For my fellow crypto nerds: we initially tried the more obvious/exotic tools for this, zkSNARKS and BulletProofs, but found that these didn’t work well for us in practice due to large signature sizes (for BulletProofs) and the cost of embedding the signature verification circuit (zkSNARKS), and wound up using a combination of Schnorr-style proofs, Boneh-Boyen signatures, and a range proof. Since we began our work, libraries like libSpartan were developed, so it’s likely that Timeforge can be made much faster and much more practical with some further creativity & effort.
“This document explains why the IAB [Internet Architecture Board] believes that, when there is a conflict between the interests of end users of the Internet and other parties, IETF decisions should favor end users.” —IETF RFC 8890: The Internet is for End Users
This year, the IETF adopted RFC 8890 which stated, point-blank, that “The Internet is for End Users.” The document houses a normative statement: In design of new protocols, we must put the average user ahead of company, government, or other needs. I applaud the IETF’s aspirations, but we need to do more.

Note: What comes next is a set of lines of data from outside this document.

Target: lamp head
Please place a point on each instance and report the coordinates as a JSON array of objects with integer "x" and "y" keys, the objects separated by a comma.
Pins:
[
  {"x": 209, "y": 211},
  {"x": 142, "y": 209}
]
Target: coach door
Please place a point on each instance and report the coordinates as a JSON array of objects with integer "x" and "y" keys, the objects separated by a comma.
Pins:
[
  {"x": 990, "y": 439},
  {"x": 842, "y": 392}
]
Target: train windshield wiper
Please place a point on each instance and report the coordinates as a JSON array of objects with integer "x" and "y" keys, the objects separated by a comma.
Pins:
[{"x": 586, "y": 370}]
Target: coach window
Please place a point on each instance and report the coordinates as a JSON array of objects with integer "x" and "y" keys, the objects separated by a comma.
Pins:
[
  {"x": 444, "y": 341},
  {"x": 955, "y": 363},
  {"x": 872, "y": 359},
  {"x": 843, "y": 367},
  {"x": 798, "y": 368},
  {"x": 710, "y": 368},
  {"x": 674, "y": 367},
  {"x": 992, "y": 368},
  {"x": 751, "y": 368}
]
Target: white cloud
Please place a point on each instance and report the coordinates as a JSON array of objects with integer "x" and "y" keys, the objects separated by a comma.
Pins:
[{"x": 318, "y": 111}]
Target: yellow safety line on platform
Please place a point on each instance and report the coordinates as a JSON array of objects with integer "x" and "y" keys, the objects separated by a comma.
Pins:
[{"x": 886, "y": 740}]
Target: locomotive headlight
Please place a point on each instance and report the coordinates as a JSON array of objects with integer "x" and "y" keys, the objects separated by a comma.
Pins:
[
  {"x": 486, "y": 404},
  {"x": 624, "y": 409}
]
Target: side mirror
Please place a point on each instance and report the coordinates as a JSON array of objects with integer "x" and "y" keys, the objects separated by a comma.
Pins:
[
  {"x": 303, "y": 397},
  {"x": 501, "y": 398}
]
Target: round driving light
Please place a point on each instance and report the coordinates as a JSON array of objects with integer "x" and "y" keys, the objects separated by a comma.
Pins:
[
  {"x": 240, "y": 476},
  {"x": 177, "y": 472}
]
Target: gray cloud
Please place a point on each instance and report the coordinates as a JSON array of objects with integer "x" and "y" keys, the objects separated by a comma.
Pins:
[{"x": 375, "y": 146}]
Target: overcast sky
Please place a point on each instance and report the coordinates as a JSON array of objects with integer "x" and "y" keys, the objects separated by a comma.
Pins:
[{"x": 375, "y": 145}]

First, we need to begin fixing old standards. New cryptography and new attacks have come to light since many of the protocols we rely on have been implemented, and the natural tendency of tech folks like myself is to create new standards and protocols before fixing the old; Signal or the IETF’s own Messaging Layer Security MLS,
Second, while RFC8890 is a fantastic values statement – that standards authors should put the needs of the user first – it would be a remarkably bad idea to use this as a justification for ignoring incentives altogether. This research serves as a worked example of how a narrow binary definition of “secure” vs “not secure” is itself a failure mode of security design; By accepting that there is an incentive model around attackers, we can increase costs, decrease the benefits of malfeasance, and create better designs to protect users.